これだけ見ると当初の課題はだいぶ解決したように見えます。 ただAutoScalingGroupやCloudFormationなど今までは使っていなかったAWSのリソースを多用しているので、その分それらを触る時の学習コストは高くなりました。

サーバー費用に関しては以下のようになりました。

費用/年
リプレイス前 8,064USD t2.large(1年分のRI=1台672USD)×12台
リプレイス後 9,688USD オンデマンドt2.large(1,065USD)×7台 + スポットt2.large(319USD)×7台 ※RIではない

これだけ見るとむしろ上がっています。ただこれはECS化当初の構成のまま1年運用したケースになります。ECSでの運用が安定してきたタイミングで、タスクを調節することでインスタンス数を減らしたり、スポットインスタンスの割合を増やしたり、逆にオンデマンド側を決め打ちしてRI(あるいはSaving Plan)に切り替えればリプレイス前以上に削減することは難しくないと思います。

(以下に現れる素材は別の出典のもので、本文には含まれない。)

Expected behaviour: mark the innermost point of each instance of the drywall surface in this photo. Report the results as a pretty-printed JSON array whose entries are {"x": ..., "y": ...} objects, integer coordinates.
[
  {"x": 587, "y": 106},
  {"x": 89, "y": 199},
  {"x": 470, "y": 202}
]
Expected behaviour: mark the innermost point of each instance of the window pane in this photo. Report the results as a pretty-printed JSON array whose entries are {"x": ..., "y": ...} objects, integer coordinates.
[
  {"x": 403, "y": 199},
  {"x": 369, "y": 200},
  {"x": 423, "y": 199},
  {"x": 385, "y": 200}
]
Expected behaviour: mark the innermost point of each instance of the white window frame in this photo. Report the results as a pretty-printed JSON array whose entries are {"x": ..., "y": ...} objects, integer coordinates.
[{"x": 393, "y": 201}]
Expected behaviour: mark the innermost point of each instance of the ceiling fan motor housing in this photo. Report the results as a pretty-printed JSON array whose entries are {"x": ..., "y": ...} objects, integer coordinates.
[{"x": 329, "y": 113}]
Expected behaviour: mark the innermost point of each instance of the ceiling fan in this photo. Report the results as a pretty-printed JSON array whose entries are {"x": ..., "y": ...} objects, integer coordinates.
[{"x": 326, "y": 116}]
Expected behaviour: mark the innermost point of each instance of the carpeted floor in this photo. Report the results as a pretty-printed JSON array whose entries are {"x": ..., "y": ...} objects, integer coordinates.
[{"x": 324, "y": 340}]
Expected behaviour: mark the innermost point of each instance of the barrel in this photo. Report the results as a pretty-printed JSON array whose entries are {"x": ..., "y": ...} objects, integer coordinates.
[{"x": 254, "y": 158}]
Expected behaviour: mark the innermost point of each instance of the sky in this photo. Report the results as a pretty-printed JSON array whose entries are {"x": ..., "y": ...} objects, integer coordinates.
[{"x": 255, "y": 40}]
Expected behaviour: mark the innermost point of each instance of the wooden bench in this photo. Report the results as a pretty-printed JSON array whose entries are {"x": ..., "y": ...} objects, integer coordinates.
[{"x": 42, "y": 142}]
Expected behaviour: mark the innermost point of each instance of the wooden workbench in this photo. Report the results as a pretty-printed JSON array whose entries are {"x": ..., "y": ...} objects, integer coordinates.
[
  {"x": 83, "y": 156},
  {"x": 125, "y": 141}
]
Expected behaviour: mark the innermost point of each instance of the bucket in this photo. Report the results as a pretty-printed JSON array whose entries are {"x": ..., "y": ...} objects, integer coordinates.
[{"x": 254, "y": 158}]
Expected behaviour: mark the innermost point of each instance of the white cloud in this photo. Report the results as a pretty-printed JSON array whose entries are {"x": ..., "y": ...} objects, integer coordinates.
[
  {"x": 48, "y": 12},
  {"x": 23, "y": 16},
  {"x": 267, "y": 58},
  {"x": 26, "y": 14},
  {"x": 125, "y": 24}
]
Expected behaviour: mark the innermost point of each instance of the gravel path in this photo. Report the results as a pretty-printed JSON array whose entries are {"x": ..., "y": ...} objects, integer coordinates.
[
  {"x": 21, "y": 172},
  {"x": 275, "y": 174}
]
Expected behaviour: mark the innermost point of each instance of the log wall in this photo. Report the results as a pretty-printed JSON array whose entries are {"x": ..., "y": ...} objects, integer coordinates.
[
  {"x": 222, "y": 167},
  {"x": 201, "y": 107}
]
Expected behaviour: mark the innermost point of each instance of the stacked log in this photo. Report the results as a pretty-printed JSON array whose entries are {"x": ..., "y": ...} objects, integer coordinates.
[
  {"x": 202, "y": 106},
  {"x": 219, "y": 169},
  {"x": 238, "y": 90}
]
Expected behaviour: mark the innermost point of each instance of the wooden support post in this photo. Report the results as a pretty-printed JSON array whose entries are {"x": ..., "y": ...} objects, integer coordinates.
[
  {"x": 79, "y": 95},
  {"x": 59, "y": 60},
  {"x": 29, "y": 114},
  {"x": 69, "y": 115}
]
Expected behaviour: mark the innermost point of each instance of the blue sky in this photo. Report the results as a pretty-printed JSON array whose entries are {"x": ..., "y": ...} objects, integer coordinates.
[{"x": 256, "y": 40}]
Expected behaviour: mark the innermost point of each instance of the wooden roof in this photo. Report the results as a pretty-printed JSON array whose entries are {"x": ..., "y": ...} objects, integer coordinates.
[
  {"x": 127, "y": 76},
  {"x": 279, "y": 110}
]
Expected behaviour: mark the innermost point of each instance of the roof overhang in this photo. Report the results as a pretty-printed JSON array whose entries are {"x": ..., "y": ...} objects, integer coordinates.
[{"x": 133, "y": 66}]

ちなみにリプレイス前もリプレイス後も実績値ではなく、あくまで目安なのでご了承ください。

何れにせよ、コンポーネント一つをリプレイスしたインパクトは実はそれほど大きくはなくて、これを横展開していくことでコストや運用面での効果を実感できるようになります。

運用系の仕事はクリティカルな問題がやはりどうしても優先になってしまうので、今回みたいな運用の効率化系タスクはなかなか後回しにされてしまいがちです。自社システムのECS化も続けていかないと負債になりかねないので、ここで頓挫させないようにしたい所存です。